Early MSR must come with early allocation revamp -steelmaker

Published 21:39 on March 10, 2015  /  Last updated at 14:55 on May 11, 2016  / Ben Garside /  EMEA, EU ETS

The introduction of the MSR must come alongside changes to rules governing free carbon permit handouts to ensure European industry remains competitive, Austrian steelmaker Voestalpine said on Tuesday.

The introduction of the MSR must come alongside changes to rules governing free carbon permit handouts to ensure European industry remains competitive, Austrian steelmaker Voestalpine said on Tuesday.

“The burden imposed by higher CO2 prices will occur earlier than measures for the protection of energy-intensive industries can be taken,” the company said in a position paper.

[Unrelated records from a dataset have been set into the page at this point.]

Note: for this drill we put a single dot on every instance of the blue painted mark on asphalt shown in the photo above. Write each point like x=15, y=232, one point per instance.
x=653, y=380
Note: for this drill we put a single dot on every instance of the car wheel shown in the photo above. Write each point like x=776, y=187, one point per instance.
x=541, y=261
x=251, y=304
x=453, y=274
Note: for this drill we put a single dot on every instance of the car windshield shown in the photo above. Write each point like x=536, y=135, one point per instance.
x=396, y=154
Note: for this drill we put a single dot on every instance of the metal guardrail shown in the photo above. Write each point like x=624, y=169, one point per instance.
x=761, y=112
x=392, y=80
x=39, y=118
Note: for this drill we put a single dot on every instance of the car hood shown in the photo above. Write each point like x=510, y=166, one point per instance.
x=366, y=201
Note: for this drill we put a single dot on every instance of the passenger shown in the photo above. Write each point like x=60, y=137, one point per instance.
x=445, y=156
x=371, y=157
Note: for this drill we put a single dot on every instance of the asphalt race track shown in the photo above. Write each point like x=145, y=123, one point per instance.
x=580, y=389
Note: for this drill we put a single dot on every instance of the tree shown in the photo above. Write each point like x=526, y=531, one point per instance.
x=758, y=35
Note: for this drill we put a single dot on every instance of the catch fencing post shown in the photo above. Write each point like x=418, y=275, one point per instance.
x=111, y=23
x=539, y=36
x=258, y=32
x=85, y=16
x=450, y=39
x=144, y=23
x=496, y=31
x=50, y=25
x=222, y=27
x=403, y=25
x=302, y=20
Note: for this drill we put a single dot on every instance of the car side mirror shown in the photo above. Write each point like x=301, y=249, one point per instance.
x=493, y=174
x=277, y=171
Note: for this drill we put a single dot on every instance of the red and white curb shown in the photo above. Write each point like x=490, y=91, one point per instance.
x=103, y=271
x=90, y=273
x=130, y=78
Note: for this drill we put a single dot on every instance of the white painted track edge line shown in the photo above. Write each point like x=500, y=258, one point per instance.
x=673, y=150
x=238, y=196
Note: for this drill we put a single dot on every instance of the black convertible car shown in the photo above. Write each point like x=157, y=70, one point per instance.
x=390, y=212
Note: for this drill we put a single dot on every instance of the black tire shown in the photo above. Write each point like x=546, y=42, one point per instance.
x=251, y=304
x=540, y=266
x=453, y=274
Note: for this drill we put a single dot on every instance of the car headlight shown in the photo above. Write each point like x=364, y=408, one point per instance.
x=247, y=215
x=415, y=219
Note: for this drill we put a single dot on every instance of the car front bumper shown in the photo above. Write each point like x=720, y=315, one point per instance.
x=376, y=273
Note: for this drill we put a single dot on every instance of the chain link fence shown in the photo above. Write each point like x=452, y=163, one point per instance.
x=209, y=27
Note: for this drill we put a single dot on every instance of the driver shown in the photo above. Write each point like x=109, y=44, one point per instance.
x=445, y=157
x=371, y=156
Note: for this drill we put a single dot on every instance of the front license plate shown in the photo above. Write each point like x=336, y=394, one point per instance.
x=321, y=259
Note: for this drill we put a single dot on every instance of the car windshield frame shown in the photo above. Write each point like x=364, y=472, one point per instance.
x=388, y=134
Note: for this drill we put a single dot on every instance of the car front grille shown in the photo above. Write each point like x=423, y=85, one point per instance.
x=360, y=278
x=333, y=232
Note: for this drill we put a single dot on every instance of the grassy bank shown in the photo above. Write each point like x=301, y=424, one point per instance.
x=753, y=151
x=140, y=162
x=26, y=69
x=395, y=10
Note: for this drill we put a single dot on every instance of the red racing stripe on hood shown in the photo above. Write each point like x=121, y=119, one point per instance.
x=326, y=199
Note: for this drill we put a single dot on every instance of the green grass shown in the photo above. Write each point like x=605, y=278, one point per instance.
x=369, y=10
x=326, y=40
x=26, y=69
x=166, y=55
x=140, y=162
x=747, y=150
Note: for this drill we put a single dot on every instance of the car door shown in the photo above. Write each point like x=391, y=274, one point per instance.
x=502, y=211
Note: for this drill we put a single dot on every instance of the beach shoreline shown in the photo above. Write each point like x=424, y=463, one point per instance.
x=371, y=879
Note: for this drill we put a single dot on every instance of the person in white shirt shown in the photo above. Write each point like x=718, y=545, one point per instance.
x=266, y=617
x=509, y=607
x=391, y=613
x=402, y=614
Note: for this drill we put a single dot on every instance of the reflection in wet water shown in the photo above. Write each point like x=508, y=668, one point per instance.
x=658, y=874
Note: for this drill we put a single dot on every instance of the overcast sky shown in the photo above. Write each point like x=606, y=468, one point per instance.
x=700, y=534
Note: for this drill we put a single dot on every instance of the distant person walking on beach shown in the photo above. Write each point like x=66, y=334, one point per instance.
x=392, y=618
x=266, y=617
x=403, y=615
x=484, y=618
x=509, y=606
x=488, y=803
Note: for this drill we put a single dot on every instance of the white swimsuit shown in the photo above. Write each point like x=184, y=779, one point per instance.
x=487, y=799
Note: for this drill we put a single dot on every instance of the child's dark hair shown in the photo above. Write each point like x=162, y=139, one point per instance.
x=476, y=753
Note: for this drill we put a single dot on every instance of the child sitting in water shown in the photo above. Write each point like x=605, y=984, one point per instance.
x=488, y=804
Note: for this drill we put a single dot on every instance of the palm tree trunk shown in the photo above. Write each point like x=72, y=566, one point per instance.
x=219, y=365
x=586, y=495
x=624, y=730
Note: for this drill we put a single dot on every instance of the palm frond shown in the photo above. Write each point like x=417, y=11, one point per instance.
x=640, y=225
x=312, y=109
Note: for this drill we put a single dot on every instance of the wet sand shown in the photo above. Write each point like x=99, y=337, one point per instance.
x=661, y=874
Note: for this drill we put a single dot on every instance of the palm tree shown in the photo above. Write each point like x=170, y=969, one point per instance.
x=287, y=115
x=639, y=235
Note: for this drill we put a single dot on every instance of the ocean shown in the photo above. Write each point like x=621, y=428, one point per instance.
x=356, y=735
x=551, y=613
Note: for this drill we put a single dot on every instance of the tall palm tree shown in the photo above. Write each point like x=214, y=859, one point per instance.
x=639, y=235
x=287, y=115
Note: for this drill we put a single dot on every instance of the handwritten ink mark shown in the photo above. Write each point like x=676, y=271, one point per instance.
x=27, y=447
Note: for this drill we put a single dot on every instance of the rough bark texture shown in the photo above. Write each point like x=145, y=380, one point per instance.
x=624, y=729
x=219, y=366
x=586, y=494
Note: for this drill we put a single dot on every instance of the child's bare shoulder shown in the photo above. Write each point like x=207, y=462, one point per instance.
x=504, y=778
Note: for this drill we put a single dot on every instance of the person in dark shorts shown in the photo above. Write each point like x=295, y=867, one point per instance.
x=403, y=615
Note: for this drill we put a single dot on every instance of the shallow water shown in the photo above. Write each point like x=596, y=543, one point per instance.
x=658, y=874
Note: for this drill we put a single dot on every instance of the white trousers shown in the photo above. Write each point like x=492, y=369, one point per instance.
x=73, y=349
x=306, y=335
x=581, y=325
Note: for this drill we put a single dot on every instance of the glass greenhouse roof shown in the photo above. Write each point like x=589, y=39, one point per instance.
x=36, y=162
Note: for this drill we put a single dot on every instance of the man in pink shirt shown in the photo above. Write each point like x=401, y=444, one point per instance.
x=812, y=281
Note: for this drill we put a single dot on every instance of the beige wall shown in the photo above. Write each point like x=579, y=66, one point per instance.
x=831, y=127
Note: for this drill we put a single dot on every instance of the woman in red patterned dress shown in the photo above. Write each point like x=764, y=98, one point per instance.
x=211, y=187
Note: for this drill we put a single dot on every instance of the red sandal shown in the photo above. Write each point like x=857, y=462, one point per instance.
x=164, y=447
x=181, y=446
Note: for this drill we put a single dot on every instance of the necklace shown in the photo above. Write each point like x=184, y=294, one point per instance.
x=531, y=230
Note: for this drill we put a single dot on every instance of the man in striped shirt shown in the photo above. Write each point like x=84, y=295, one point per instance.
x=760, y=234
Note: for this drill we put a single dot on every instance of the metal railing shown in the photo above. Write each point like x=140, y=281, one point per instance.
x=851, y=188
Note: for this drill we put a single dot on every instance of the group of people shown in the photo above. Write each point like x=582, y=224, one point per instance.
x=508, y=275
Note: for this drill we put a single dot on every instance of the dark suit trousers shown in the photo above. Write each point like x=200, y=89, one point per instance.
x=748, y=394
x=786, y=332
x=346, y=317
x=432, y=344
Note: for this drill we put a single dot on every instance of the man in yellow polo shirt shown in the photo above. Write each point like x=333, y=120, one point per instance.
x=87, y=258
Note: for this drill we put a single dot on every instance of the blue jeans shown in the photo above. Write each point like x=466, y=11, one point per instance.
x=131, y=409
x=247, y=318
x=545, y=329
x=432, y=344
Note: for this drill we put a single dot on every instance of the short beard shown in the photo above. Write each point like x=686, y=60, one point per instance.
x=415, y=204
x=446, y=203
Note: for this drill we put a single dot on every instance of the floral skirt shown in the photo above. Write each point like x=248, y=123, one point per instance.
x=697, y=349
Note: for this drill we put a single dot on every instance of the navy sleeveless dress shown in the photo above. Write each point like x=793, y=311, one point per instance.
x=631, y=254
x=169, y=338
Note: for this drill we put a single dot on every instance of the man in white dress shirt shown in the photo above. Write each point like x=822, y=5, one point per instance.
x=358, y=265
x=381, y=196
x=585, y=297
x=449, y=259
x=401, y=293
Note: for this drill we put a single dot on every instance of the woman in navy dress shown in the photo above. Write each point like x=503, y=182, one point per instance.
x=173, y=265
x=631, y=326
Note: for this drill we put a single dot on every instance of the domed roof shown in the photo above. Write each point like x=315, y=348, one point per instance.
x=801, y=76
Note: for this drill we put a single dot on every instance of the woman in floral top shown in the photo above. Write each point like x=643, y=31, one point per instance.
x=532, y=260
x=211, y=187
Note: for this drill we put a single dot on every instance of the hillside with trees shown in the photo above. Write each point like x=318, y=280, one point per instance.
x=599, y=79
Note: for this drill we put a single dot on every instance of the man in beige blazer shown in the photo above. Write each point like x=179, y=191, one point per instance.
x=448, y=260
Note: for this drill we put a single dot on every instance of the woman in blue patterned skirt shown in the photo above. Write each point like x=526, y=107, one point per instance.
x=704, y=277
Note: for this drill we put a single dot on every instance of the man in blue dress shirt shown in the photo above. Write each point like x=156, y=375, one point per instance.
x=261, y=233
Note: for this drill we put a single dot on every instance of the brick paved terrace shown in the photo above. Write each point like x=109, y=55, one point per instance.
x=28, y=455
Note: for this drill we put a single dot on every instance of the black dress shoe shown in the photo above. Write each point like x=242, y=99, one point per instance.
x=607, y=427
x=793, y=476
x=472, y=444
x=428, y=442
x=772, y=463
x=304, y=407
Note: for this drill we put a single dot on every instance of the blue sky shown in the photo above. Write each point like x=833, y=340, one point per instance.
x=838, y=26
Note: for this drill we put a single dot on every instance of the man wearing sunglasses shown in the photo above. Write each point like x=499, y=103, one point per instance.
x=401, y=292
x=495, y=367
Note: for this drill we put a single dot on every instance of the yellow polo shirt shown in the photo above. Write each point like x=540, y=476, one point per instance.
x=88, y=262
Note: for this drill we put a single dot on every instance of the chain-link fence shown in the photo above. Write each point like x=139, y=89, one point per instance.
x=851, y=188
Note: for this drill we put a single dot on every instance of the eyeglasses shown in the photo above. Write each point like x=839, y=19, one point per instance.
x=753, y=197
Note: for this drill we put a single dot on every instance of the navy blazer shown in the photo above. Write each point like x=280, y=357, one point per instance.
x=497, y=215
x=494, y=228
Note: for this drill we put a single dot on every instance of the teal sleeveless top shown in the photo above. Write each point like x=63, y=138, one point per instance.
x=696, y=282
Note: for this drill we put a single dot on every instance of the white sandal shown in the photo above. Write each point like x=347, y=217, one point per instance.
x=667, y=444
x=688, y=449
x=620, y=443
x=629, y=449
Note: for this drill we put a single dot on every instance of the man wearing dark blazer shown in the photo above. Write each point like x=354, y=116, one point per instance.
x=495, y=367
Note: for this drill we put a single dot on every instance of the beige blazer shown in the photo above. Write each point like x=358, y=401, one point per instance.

The paper was published following media reports that the company supported an unconditional early start to the MSR in 2017 – far earlier than the 2021 date originally proposed by the European Commission. It takes a similar line on demanding free allocation guarantees as several industry associations including BusinessEurope.

The European Parliament’s environment committee has voted for the MSR to launch at the end of 2018 but the EU Council of member states is yet to reach a view as a blocking minority of eastern states reject a start before 2021.

Voestalpine said it had sent its views to Austrian government officials, who were yet to take a position on the MSR as of Tuesday.

ALLOCATION DEMAND

The current MSR proposal contains no elements to restructure ETS rules governing free EUA allocations, which the European Commission has pledged to tackle in a separate proposal on post-2020 market reforms.

“For Voestalpine, this asymmetry is of particular importance because the company anticipates a shortage of 28 million certificates just for the period from 2013 to 2020,” the company said.

It added that the Parliament’s proposed early start would result in an “additional burden” in the current trading period (2013-2020).

“The surplus in certificates must be reduced, but at the same time, the allocation of certificates to the manufacturing industries must be completely overhauled,” Voestalpine said.

It added that the current allocation rules created a “blatantly skewed situation” where “some companies are generating windfall profits from their significant surplus of allocated certificates as a result of declining production due to the economic crisis, while plants, such as those belonging to Voestalpine, where production is growing, have significant cost disadvantages, although they are CO2 benchmarks in Europe.”

Current EU ETS rules expiring in 2020 are intended to grant 100% of EUAs for free to factories deemed at risk of carbon leakage that achieve the best emissions performance benchmarks in their sector.